Ok I got stuck paying off a relatives default on a credit line with a catalog company (long stupid story)
But its almost paid off but the company I was paying merged with another company and in sending me a notice about it they sent me about 50 other peoples debt/collection notices …
Cant people get in trouble for this? including me for reading them and realizing there someone elses ? and should I call the place and tell them to send me an envelope so we can send them back ? or just dump em and say nothing ?
I mean seeing how I’m always told that you cant even tell someone other than the person who owes on the account anything over the phone …
I think we can reasonably guess the answer to that.
If I were in the OP’s position, I think I would most likely simply mail back the information, with a letter explaining what happened. Sending it certified mail would be a good idea. Also, it wouldn’t hurt to keep some sort of log, including relevant dates.
As long as the OP acts in good faith, I don’t think that any legal issues will arise.
I see your point, fair enough. I misread the OP, I missed that she got 50 other people’s collection notices. Sorry for my mostly irrelevant information nightshadea,and thanks Mean Mr. Mustard for catching my mistake.
I do not see how you could get into trouble, debt collection agencies have tried to collect on the wrong people, and sent out enough wrong notices, that the Fair Debt Collection Practices Act lays out how to deal with similar situations. It also behooves the debt collectors to rectify this situation quickly and show that it was all just an internal systems error on their part, or else you can successfully sue them.
Basically, just keep records of everything (photocopies of the other’s debts, etc), send everything via registered mail, write a letter explaining what happened with the proof of what happened and proof that you are not those other people. Just treat it as if they had just tried to collect on you with one wrong person’s information. It is the same process x50 bundled into one thick envelope.
Other than a “hey you screwed up your mail merge” call the processing company I’d just trash them. They can re-issue them. The OP is under no conceivable obligation to mail them back or spend time or effort dealing with them. These are just dunning notices not checks or similar financial instruments of value.
I assume you’re not in collections, right? You just got all these notices by accident? Is your name or address on any of them? If it’s not, for example, if they stuffed them all in one envelope with the (non-collections) letter they were sending to you, I’d would just throw them out.
If they all had various other people’s names on them and your address, I’d either mail them back with a note that very briefly explains that there must have been some kind of mix up and all of these notices ended up at your house. Furthermore, I would not give them your name. Just doing that should give them enough info to realize they need to fix the addresses.

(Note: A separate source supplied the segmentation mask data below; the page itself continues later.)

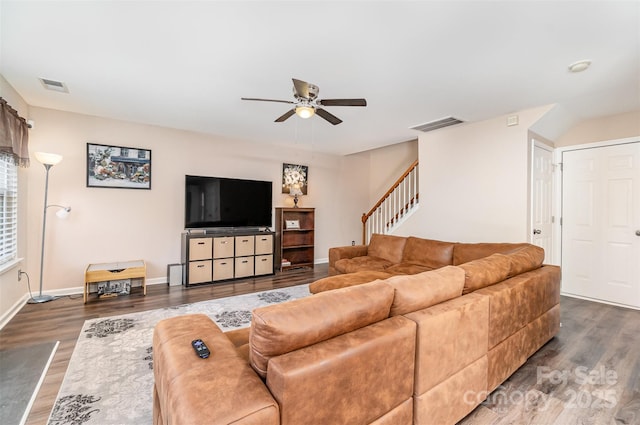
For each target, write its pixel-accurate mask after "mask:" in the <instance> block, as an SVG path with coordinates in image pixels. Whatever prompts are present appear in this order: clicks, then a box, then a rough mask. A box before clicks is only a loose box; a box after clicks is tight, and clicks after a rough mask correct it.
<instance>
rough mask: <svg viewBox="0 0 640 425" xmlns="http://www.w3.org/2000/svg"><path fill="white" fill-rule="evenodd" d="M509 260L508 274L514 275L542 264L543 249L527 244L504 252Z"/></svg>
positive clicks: (540, 266)
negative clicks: (507, 251) (509, 266)
mask: <svg viewBox="0 0 640 425" xmlns="http://www.w3.org/2000/svg"><path fill="white" fill-rule="evenodd" d="M506 255H507V257H509V260H511V270H510V271H509V276H516V275H519V274H521V273H525V272H528V271H530V270H534V269H537V268H539V267H541V266H542V262H543V261H544V249H542V248H540V247H539V246H536V245H530V244H527V245H525V246H522V247H519V248H516V249H514V250H511V251H509V252H507V253H506Z"/></svg>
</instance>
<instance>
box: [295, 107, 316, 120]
mask: <svg viewBox="0 0 640 425" xmlns="http://www.w3.org/2000/svg"><path fill="white" fill-rule="evenodd" d="M315 113H316V110H315V109H314V108H313V107H311V106H296V114H297V115H298V116H299V117H300V118H311V117H312V116H314V115H315Z"/></svg>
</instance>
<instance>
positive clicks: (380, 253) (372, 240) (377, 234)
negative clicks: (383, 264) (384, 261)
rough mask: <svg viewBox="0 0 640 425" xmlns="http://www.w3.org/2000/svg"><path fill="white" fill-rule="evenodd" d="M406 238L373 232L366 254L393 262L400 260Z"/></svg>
mask: <svg viewBox="0 0 640 425" xmlns="http://www.w3.org/2000/svg"><path fill="white" fill-rule="evenodd" d="M406 241H407V238H405V237H402V236H393V235H381V234H379V233H374V234H373V235H371V240H370V241H369V249H368V250H367V255H368V256H370V257H377V258H382V259H384V260H387V261H390V262H391V263H393V264H398V263H399V262H400V261H402V253H403V251H404V245H405V242H406Z"/></svg>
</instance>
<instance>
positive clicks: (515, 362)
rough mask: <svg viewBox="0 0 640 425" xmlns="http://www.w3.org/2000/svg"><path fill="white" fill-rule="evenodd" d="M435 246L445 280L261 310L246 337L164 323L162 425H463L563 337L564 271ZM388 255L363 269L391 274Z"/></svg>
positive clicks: (504, 247)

If you are now also in collections, that’s a different story, but my first question would be to ask you if your name is on the account. You said you were paying down a relative’s bill, but you didn’t mention if your name is actually on it or if you’re just making the payments.
One last thing, you may want to go to WhitePages . com and pull your phone number off their website. They may already have it, but they might not and if they want/need it, that’s probably the first place they’re going to look.
If you dislike debt collectors. Can’t imagine why.
Maybe you could notify all those people that the collection agency sent their private information out to you ( and maybe others ). Then they could decide if they might want to cause a fuss.
Years ago a local school kept faxing me stuff that wasn’t meant for me. I repeatedly called and explained what was going on, but every few weeks I’d get a fax.
I eventually got fed up, mostly because the damned fax cartridges were a pain to deal with.
So, I made a call to a parent whose daughter I’d recieved a fax about. Her phone number was conveniently included in the fax. I told her what had been happening, and that I now knew stuff she probably didn’t want me to know, including information about her daughter’s birth control medication.
That is a violation of the FDCPA with a $1000 Federal statutory penalty plus whatever the state penalty is. In your hand is $50000 to $100000 worth of lawsuit judgements. I would contact each person, explain what happened and offer to split the judgement 50/50.
That’s along the lines of what I was going to say. Not sure, but maybe you should contact a local FDCPA attorney first. At the very least, I do not see how you could not get out of paying another penny.